How about the gym? After a couple of weeks of off and on discussion on matters of how people can mix up their routine in the gym, I’ve suggested a new method of training; at which I was responded with a pretty shocking look. Introducing either free weights or machines; where before they may have been completely absent, has always been an eyebrow raiser. I want to highlight some of the better reasons why either shouldn’t be an option anyone should have to heavily debate about.

Free weights first. Dumbbells, Barbells, kettlebells and even resistant bands make up the majority of this category. The unrestrictive nature of these tools is where inlays their ability to provide unguided restraint for our body to work against.

Think about this, you get underneath a barbell to do a bench press and you lift the weight off the rack, even before you start the pressing motion your shoulders are firing to keep the weight steady and not go waving uncontrollably in any of the three planes of motion it could possibly end up. Considering you have reasonable amount of weight on the bar, it’s safe to say your shoulders are getting a great workout as well, whether you know it or not.

That’s one beauty I love about free weights. I call them the secondary muscles that are getting triggered in free weight routines. But does this make machines obsolete? Let’s venture into that.

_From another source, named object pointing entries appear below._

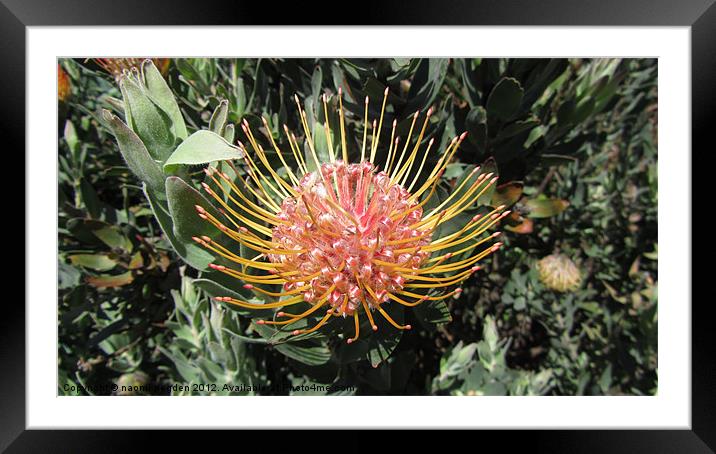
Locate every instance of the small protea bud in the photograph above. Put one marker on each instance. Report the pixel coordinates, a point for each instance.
(559, 273)
(117, 66)
(131, 384)
(64, 87)
(347, 238)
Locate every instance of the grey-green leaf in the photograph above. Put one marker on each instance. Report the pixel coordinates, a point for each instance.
(148, 120)
(135, 154)
(163, 96)
(505, 99)
(200, 148)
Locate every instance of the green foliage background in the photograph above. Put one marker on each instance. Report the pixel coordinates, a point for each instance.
(574, 142)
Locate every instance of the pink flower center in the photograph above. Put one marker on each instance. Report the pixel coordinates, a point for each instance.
(360, 234)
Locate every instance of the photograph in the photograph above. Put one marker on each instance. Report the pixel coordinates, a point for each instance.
(408, 226)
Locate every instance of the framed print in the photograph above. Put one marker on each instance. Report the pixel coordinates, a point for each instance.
(475, 216)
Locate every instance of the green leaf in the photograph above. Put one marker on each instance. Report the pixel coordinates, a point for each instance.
(162, 95)
(113, 238)
(229, 133)
(90, 199)
(97, 262)
(191, 253)
(307, 352)
(518, 127)
(215, 289)
(427, 82)
(148, 120)
(135, 154)
(200, 148)
(507, 194)
(375, 346)
(544, 208)
(182, 201)
(433, 312)
(476, 125)
(111, 281)
(217, 123)
(505, 99)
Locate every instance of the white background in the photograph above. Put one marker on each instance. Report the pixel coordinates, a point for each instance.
(670, 408)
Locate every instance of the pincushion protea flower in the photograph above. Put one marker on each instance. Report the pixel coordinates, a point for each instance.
(559, 273)
(64, 87)
(347, 238)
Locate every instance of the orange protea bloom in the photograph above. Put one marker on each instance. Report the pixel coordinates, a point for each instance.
(64, 87)
(348, 238)
(117, 66)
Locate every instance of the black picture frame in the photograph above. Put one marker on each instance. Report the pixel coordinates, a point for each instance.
(700, 15)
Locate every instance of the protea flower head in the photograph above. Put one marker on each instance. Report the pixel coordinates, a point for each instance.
(559, 273)
(64, 87)
(348, 238)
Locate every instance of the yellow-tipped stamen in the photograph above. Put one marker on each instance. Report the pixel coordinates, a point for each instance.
(256, 173)
(457, 190)
(365, 130)
(461, 277)
(267, 202)
(405, 171)
(372, 140)
(257, 227)
(421, 204)
(247, 305)
(476, 232)
(323, 321)
(327, 129)
(422, 164)
(296, 152)
(278, 151)
(277, 294)
(356, 322)
(235, 258)
(394, 149)
(390, 146)
(307, 132)
(405, 147)
(374, 144)
(293, 318)
(466, 202)
(252, 209)
(285, 189)
(344, 148)
(391, 321)
(444, 296)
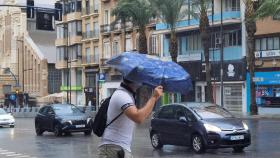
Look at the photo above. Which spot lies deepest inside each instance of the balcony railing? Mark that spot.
(90, 34)
(105, 28)
(91, 59)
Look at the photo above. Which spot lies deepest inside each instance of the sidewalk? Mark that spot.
(260, 116)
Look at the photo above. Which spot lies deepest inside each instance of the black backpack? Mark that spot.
(99, 123)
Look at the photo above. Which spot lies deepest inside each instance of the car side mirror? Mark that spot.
(183, 119)
(51, 113)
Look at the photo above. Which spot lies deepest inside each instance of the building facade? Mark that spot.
(22, 52)
(267, 74)
(190, 53)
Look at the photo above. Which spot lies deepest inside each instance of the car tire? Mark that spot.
(57, 130)
(155, 141)
(238, 149)
(197, 144)
(87, 133)
(38, 130)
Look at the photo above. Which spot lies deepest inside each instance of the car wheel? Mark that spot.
(57, 130)
(38, 130)
(155, 140)
(197, 144)
(87, 133)
(238, 149)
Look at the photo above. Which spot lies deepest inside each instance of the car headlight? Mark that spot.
(211, 128)
(88, 120)
(245, 126)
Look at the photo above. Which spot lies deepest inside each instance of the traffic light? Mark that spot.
(58, 11)
(30, 8)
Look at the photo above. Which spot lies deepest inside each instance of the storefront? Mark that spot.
(267, 89)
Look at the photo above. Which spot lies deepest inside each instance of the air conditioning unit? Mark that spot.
(203, 67)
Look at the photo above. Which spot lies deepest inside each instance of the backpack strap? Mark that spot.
(129, 90)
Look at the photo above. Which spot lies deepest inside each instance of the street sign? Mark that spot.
(258, 79)
(13, 97)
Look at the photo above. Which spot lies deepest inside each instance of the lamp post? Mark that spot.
(222, 55)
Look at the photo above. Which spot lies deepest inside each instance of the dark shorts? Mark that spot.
(113, 151)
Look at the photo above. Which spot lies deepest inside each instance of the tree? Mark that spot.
(204, 28)
(170, 12)
(250, 24)
(267, 8)
(139, 12)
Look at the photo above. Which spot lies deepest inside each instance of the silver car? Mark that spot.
(6, 119)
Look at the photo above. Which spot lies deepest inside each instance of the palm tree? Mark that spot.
(170, 12)
(204, 28)
(268, 8)
(251, 28)
(139, 12)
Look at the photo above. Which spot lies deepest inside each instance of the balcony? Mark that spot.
(230, 15)
(60, 42)
(90, 35)
(105, 29)
(74, 16)
(116, 28)
(92, 60)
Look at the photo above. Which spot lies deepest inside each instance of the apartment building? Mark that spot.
(69, 50)
(267, 74)
(191, 55)
(27, 49)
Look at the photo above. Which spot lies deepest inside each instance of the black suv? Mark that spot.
(62, 118)
(199, 125)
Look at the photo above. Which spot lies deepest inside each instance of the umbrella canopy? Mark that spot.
(152, 71)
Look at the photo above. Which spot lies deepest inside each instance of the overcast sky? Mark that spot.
(38, 3)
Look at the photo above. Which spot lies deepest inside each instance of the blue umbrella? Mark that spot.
(152, 71)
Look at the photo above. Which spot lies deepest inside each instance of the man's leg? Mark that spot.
(109, 151)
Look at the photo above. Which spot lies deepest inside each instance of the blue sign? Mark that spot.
(267, 78)
(101, 77)
(13, 97)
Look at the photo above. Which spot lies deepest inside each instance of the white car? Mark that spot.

Machines, shall we? Machines have a bad rep. “This is too easy,” or “I feel this more in my shoulders than where I’m supposed to,” are both statements I hear all too often when dealing with machines. Machines are meant to be personalized for your body to use them optimally. Don’t do leg extensions after your buddy who’s six feet tall when you’re only five feet two. Take the time to see where the seat should be for you, as well as see where the proper range of motion is for you. Almost no machine is one size fits all, sorry.

What about the too easy statement? That’s great! Load up on more weight! Machines are usually perceived as easy because they’re not being used correctly. People cheat on machine just as much as they cheat on free weights, and that’s more of a nightmare on machines due to the restriction from the additional range of motion. Like I said previously, proper form equals great bodies.

Even after the form is corrected, it isn’t uncommon for the weight to seem easier to utilize on a machine. So after I tell you that you can isolate a muscle more on a machine than you could on free weights, would it make sense to think with the addition weight you can work with that you could get that target area stronger? Not one for stating the obvious.